In comparison, a pack of feminized seeds run the risk of producing male plants only about a third of the time. This makes them a better option for small-scale indoor operations or those who are legally capped on the number of plants they can grow.
More Resistant
The seeds of regular cannabis plants produce male and female weed. In most cases, a grower can expect to get about 50% female and 50% male marijuana plants. Male marijuana plants, which aren’t smokable, grow pollen sacs that will fertilize female marijuana plants during flowering. Having to cull 40% of your plants isn’t a good use of growing space or nutrients.
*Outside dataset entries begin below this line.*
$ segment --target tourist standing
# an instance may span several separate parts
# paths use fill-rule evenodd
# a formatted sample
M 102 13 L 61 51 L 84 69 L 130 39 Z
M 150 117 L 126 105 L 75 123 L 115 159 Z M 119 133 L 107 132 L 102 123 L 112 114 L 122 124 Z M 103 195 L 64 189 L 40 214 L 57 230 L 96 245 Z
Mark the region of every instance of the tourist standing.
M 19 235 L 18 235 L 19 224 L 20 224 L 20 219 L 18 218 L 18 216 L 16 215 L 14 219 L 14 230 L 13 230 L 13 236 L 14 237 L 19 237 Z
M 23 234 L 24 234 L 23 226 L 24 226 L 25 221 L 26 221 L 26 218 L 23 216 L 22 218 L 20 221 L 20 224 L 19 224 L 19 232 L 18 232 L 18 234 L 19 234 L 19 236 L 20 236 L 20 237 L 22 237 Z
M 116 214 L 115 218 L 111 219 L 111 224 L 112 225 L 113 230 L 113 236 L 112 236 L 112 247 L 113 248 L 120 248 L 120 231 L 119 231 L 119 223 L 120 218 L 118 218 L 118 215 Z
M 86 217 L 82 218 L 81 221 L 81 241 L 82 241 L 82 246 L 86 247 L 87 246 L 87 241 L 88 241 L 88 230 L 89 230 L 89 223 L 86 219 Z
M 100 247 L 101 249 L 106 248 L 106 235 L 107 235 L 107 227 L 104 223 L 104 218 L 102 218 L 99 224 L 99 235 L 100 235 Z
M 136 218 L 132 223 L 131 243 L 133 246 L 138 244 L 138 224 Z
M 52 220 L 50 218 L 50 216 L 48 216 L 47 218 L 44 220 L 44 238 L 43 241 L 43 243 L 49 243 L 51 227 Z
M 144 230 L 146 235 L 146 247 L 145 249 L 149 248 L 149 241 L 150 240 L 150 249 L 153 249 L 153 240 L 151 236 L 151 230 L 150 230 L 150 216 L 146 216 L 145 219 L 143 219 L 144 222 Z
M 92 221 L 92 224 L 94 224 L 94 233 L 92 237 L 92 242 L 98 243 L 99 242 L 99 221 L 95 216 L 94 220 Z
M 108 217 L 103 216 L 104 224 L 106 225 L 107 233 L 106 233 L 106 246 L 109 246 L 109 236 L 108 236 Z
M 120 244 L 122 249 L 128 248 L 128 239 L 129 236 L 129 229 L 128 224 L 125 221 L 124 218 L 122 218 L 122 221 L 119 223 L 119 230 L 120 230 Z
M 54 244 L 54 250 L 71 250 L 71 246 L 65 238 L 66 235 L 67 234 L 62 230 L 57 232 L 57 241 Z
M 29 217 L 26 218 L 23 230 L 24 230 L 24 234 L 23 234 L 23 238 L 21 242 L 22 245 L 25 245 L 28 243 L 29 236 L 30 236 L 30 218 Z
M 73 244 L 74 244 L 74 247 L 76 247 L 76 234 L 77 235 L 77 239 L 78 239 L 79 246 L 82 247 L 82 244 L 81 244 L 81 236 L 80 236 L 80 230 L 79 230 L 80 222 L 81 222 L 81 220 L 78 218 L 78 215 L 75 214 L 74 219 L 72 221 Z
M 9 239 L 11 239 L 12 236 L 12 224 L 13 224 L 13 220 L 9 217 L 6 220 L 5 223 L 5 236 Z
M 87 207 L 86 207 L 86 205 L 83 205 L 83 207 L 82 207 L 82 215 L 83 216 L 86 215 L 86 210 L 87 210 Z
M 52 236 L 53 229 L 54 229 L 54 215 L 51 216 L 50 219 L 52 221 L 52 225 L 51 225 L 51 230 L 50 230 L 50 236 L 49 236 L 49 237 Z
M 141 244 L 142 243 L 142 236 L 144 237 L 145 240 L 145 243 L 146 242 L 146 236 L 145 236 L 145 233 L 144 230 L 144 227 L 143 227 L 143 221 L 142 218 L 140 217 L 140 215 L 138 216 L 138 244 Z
The genetics of regular seed mean that the plants grown from it are more resistant to diseases than feminized and other varieties. This makes them a good option if you’re planning to plant outdoors or in conditions that may be exposed to extreme temperatures, pests, or stress.
The level of resistance is defined as either resistance (restricts or slows the development of the disease compared to susceptible varieties under similar environmental conditions and pest pressure) or tolerance (shows some symptoms but no significant losses in yield). Resistance varieties have a higher yield and potency than those that aren’t resistant.